Face value definition: Face value is a financial phrase that refers to a security’s nominal or cash value as indicated by its issuer.
The face value of a stock is the stock’s original cost, as shown on the certificate.
It is the amount paid to the bondholder at maturity, usually in $1,000 increments.
“Par value” or simply “par” is a term used to describe the face value of bonds.
Points to Remember:
• The nominal or dollar worth of a security is described by its face value, which is stated by the issuing party.
• A bond’s face value is the dollar amount due to be paid to the investor once the bond reaches maturity; a stock’s face value is the initial cost of the stock, as indicated on the certificate of the stock in question; and a stock’s face value is the initial cost of the stock, as indicated on the certificate of the stock in question.
• Because there are numerous other influencing elements at play, such as supply and demand, the actual market value of a stock or a bond is not dependably determined by its face value.
What is face value? Define It
Face value (par value) refers to the amount paid to a bondholder at the maturity date, assuming the bond issuer does not default.
Bonds sold on the secondary market, on the other hand, vary with interest rates.
If interest rates are higher than the coupon rate on a bond, for example, the bond is offered at a discount (below par).
When interest rates are lower than the coupon rate on a bond, the bond is sold at a premium (above par).
While a bond’s face value guarantees a return, the face value of a stock is usually a poor reflection of its true worth.
Bonds and their Face Value
The face value of a bond is the amount paid by the issuer to the bondholder when the bond reaches maturity.
A bond’s profit may be based merely on the difference between the original issue price and the face value at maturity, or it may have an additional interest rate.
Stock Shares and Face Value
The legal capital a corporation is required to maintain is determined by the total face value of all of its stock shares.
Only the above-and-beyond money, in the form of dividends, may be distributed to investors.
The funds that cover the face value act as a kind of default reserve.
However, there is no obligation that businesses declare the face value at the time of issue.
This allows firms to establish the size of the reserve using very low figures.
AT&T shares, for example, have a par value of $1 per common share, whereas Apple Inc. shares have a par value of $0.00001.12 per common share.
What is the difference between face value and market value?
The actual market value of a stock or bond is decided by supply and demand rules, which are often defined by the dollar number at which investors are prepared to purchase and sell a particular instrument at a specific point in time.
In truth, the face value and market value may have minimal association depending on market conditions.
Interest rates (as compared to the bond’s coupon rate) can impact whether a bond sells at or below par in the bond market.
Zero-coupon bonds, or those in which investors receive no interest other than the cost of purchasing the bond below face value, are often only sold below par because it is the only option for an investor to profit.
Is Face Value and Par Value the Same Thing?
Yes. The face value of a financial instrument is the amount of money it is worth when it is first issued.
The face value of a bond is the price paid by the issuer when the bond matures, also known as “par value.”
The face value of a stock, on the other hand, is the price set by the issuer when the stock is first issued.
What Is the Distinction Between Face and Market Value?

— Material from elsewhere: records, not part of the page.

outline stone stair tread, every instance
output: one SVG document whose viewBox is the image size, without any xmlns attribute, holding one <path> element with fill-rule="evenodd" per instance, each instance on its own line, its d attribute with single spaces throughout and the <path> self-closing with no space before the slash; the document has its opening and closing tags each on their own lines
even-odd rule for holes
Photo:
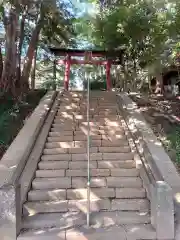
<svg viewBox="0 0 180 240">
<path fill-rule="evenodd" d="M 99 152 L 102 153 L 129 153 L 130 147 L 124 146 L 124 147 L 99 147 Z"/>
<path fill-rule="evenodd" d="M 42 231 L 26 229 L 21 231 L 17 240 L 66 240 L 66 232 L 59 228 L 46 228 Z"/>
<path fill-rule="evenodd" d="M 73 136 L 73 131 L 49 132 L 51 137 Z"/>
<path fill-rule="evenodd" d="M 68 161 L 41 161 L 38 164 L 38 168 L 43 169 L 51 169 L 51 170 L 61 170 L 68 169 Z"/>
<path fill-rule="evenodd" d="M 51 155 L 42 155 L 42 161 L 71 161 L 72 155 L 68 153 L 61 153 L 61 154 L 51 154 Z"/>
<path fill-rule="evenodd" d="M 65 170 L 58 169 L 58 170 L 36 170 L 35 174 L 36 178 L 55 178 L 55 177 L 64 177 Z"/>
<path fill-rule="evenodd" d="M 91 168 L 90 175 L 91 175 L 91 177 L 107 177 L 107 176 L 110 176 L 110 170 L 109 169 Z M 68 176 L 68 177 L 86 177 L 87 172 L 84 171 L 83 169 L 68 169 L 68 170 L 66 170 L 66 176 Z"/>
<path fill-rule="evenodd" d="M 150 224 L 110 226 L 108 228 L 79 227 L 66 231 L 66 240 L 155 240 L 156 232 Z"/>
<path fill-rule="evenodd" d="M 150 216 L 148 213 L 138 211 L 103 211 L 91 214 L 91 225 L 98 227 L 110 227 L 124 224 L 148 224 Z M 55 228 L 67 229 L 86 225 L 86 214 L 82 212 L 67 213 L 45 213 L 24 217 L 23 228 L 43 229 Z"/>
<path fill-rule="evenodd" d="M 33 189 L 59 189 L 71 188 L 71 178 L 57 177 L 57 178 L 35 178 L 32 181 Z"/>
<path fill-rule="evenodd" d="M 140 177 L 107 177 L 108 187 L 142 187 Z"/>
<path fill-rule="evenodd" d="M 137 177 L 139 176 L 139 169 L 126 169 L 126 168 L 112 168 L 111 176 L 113 177 Z"/>
<path fill-rule="evenodd" d="M 30 190 L 28 201 L 58 201 L 66 200 L 66 189 Z"/>
<path fill-rule="evenodd" d="M 90 208 L 91 212 L 99 212 L 100 210 L 111 210 L 111 202 L 109 199 L 91 199 Z M 67 211 L 82 211 L 83 213 L 87 213 L 87 199 L 37 202 L 33 201 L 26 202 L 23 205 L 24 215 L 53 212 L 57 213 Z"/>
<path fill-rule="evenodd" d="M 55 228 L 65 229 L 86 224 L 84 213 L 39 213 L 23 219 L 24 229 Z"/>
<path fill-rule="evenodd" d="M 149 201 L 147 199 L 91 199 L 90 211 L 141 211 L 149 212 Z M 37 213 L 57 212 L 80 212 L 87 213 L 87 199 L 59 200 L 59 201 L 33 201 L 23 205 L 24 215 Z"/>
<path fill-rule="evenodd" d="M 102 160 L 98 161 L 98 168 L 135 168 L 136 163 L 134 160 Z"/>
<path fill-rule="evenodd" d="M 96 187 L 91 189 L 90 198 L 114 198 L 116 199 L 143 199 L 146 197 L 144 188 L 106 188 Z M 31 190 L 28 193 L 28 201 L 58 201 L 72 199 L 86 199 L 87 189 L 41 189 Z"/>
<path fill-rule="evenodd" d="M 90 160 L 133 160 L 134 154 L 133 153 L 91 153 Z M 41 156 L 42 161 L 86 161 L 87 154 L 86 153 L 76 153 L 76 154 L 69 154 L 69 153 L 54 153 L 54 154 L 43 154 Z"/>
<path fill-rule="evenodd" d="M 109 240 L 109 239 L 155 240 L 156 232 L 150 224 L 111 226 L 109 228 L 46 228 L 43 231 L 29 229 L 22 231 L 17 240 Z"/>
</svg>

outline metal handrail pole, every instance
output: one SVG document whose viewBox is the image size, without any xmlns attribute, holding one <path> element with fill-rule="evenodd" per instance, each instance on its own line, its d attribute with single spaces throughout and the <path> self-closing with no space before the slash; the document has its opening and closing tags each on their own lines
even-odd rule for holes
<svg viewBox="0 0 180 240">
<path fill-rule="evenodd" d="M 87 77 L 87 226 L 90 226 L 90 123 L 89 123 L 89 108 L 90 108 L 90 83 Z"/>
</svg>

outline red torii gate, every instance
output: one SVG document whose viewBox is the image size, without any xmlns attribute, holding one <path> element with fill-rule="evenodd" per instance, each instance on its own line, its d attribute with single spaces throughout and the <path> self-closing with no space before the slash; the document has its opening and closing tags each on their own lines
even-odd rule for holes
<svg viewBox="0 0 180 240">
<path fill-rule="evenodd" d="M 116 52 L 98 51 L 98 50 L 77 50 L 77 49 L 60 49 L 50 48 L 55 56 L 65 56 L 64 60 L 55 60 L 56 64 L 65 65 L 64 88 L 69 88 L 70 67 L 72 64 L 93 64 L 104 65 L 106 67 L 106 86 L 107 90 L 111 90 L 111 65 L 119 65 L 122 63 L 123 50 Z M 73 59 L 72 57 L 85 57 L 84 60 Z M 105 57 L 105 60 L 95 60 L 93 57 Z"/>
</svg>

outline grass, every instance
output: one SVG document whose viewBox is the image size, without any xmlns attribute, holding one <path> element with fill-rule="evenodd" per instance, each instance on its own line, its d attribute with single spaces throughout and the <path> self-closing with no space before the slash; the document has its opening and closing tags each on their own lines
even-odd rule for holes
<svg viewBox="0 0 180 240">
<path fill-rule="evenodd" d="M 44 89 L 30 91 L 21 102 L 0 98 L 0 158 L 45 93 Z"/>
</svg>

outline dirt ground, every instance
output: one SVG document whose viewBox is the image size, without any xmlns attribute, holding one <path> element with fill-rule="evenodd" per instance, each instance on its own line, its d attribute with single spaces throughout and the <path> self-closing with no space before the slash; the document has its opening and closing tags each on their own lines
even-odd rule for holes
<svg viewBox="0 0 180 240">
<path fill-rule="evenodd" d="M 130 95 L 180 172 L 180 98 Z"/>
</svg>

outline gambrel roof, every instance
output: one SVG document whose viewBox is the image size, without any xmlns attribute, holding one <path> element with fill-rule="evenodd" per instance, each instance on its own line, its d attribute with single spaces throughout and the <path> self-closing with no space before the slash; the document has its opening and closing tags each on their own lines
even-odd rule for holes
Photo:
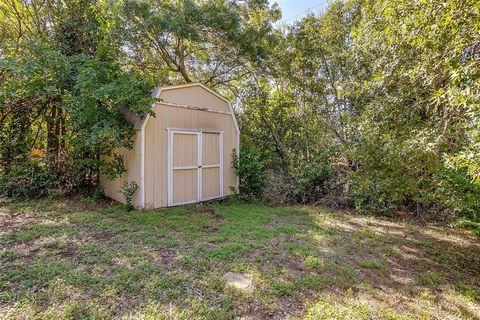
<svg viewBox="0 0 480 320">
<path fill-rule="evenodd" d="M 201 84 L 201 83 L 187 83 L 187 84 L 174 85 L 174 86 L 155 87 L 152 90 L 151 97 L 154 98 L 154 99 L 160 99 L 162 92 L 165 92 L 165 91 L 168 91 L 168 90 L 184 89 L 184 88 L 192 88 L 192 87 L 201 88 L 205 92 L 208 92 L 209 94 L 213 95 L 214 97 L 218 98 L 219 100 L 224 101 L 226 103 L 226 105 L 228 105 L 228 110 L 225 110 L 225 112 L 223 112 L 223 113 L 230 114 L 232 116 L 233 122 L 234 122 L 234 125 L 235 125 L 235 130 L 237 131 L 237 133 L 240 132 L 240 130 L 238 128 L 237 120 L 235 118 L 235 114 L 234 114 L 232 106 L 230 104 L 230 101 L 227 98 L 220 95 L 219 93 L 217 93 L 217 92 L 213 91 L 212 89 L 208 88 L 204 84 Z M 189 109 L 209 111 L 208 105 L 204 105 L 204 106 L 203 105 L 198 105 L 198 102 L 196 103 L 197 105 L 195 105 L 195 106 L 194 105 L 189 105 L 189 104 L 179 104 L 178 101 L 173 102 L 173 101 L 167 101 L 167 100 L 161 100 L 159 103 L 160 104 L 166 104 L 166 105 L 175 105 L 175 106 L 178 106 L 178 107 L 185 107 L 185 108 L 189 108 Z M 153 105 L 155 105 L 155 102 L 153 102 Z M 218 112 L 222 113 L 222 111 L 218 111 Z M 150 115 L 147 112 L 145 112 L 143 115 L 139 115 L 139 114 L 135 113 L 134 111 L 131 111 L 127 107 L 122 109 L 122 113 L 123 113 L 125 119 L 133 125 L 135 130 L 141 130 L 146 125 L 146 122 L 150 118 Z"/>
</svg>

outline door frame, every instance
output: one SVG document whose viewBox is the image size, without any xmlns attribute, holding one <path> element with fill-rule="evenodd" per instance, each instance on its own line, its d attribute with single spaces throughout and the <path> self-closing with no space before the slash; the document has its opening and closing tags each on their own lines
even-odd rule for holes
<svg viewBox="0 0 480 320">
<path fill-rule="evenodd" d="M 202 201 L 208 201 L 213 199 L 222 198 L 224 196 L 223 191 L 223 130 L 210 130 L 210 129 L 178 129 L 178 128 L 167 128 L 168 132 L 168 146 L 167 146 L 167 206 L 180 206 L 184 204 L 197 203 Z M 202 189 L 203 189 L 203 134 L 204 133 L 216 133 L 219 134 L 219 153 L 220 153 L 220 195 L 218 197 L 212 197 L 208 199 L 203 199 Z M 175 169 L 194 169 L 195 167 L 188 168 L 175 168 L 173 166 L 173 135 L 174 134 L 190 134 L 197 136 L 197 199 L 192 201 L 184 202 L 173 202 L 173 171 Z M 210 166 L 209 166 L 210 167 Z"/>
</svg>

While a stock’s face value is determined by the issuer, market value is determined by external supply and demand forces.
The price that the market will bear is known as market value, and it might range dramatically from a stock’s initial price.
Apple shares, for example, have a face value of $0.00001, yet their market value can range above $100.
What’s the Difference Between the Face Value and the Price of a Bond?
The face value of a bond is fixed, and most bonds are issued in $1,000 denominations.
Its price, on the other hand, changes in response to market interest rates, time to maturity, and the credit rating of the issuer.
Based on these factors, a bond may be priced above or below par.
If interest rates rise, bond prices will fall, and they will trade in the secondary market at a discount to face value.